Sen. John McGee, R-Caldwell, plans to sponsor the Idaho bill, which would take affect 13 months after adoption.
Such laws are generally supported by the tobacco industry. One industry giant, R.J. Reynolds Tobacco Co., announced in October that all its cigarettes will be fire-safe by the end of 2009.
Nationally, fires caused by cigarettes are the leading cause of home fire fatalities.
The paper on fire-safe cigarettes is less-porous than traditionally used, choking off air to the burning tobacco if no one is inhaling through the cigarette.
“What we’re trying to do is make it safer and make it easier on the wholesalers and distributors,” said Caldwell Fire Chief Mark Wendelsdorf, who is leading the effort for the association.
Currently, 22 states plus Canada have adopted laws requiring the fire-safe cigarettes, with New York among the first to do so in 2000, according to the Coalition for Fire-Safe Cigarettes lobbying group, based in Massachusetts.
Oregon has already passed similar legislation, and at least eight other states have proposals pending.
Similar bills have not made it out of the Washington Legislature.
It’s an international trend, too: All cigarettes sold in Europe will soon have to be made with fire-retardant paper that slows burning and extinguishes the cigarette if it is left unattended, European Union officials said in late November.

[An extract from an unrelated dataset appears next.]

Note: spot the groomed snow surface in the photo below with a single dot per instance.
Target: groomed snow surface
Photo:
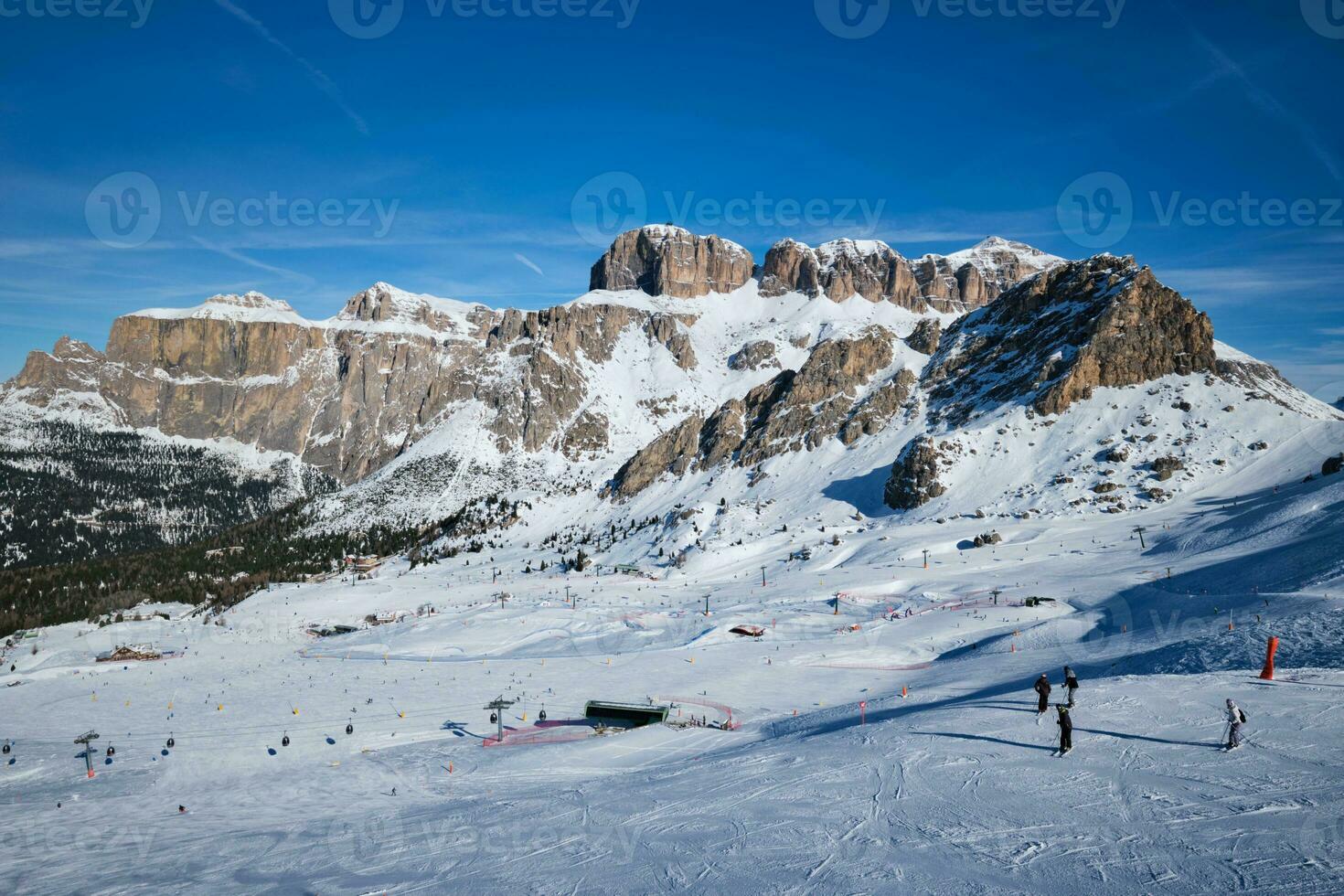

Firefighting officials in Idaho say a big reason why it’s needed here is that of the 208 people who have died here since 1993 in fires, 30 of them have died in fires started by cigarettes.
For instance, firefighters believe that a 73-year-old Kamiah, Idaho, man died in a trailer fire in 2003 after a lit cigarette sparked a blaze in the home and he failed to escape. A year earlier, a 69-year-old woman in Moscow, Idaho, died – again, the likely result of a lit cigarette that ignited her home.
What’s different about fire-safe cigarettes is their wrapping, which has two or three bands of less-porous paper that cause the burning tobacco to extinguish on its own when a person is no longer inhaling through it.
Some national manufacturing lobbying groups say they would prefer federal legislation, in order not to create a patchwork system of rules that vary from one state to the next.
And according to a January 2007 Connecticut government report, some national cigarette companies have opposed such legislation, arguing that the cigarettes were commercially unfeasible, more toxic than regular smokes and less consumer friendly. The manufacturers also claim that enforcing the mandate too early won’t give retailers time to sell their old, more-dangerous inventory.
“It makes good sense,” said McGee. “If we can save a few lives by making this a standard practice, then that is an accomplishment.”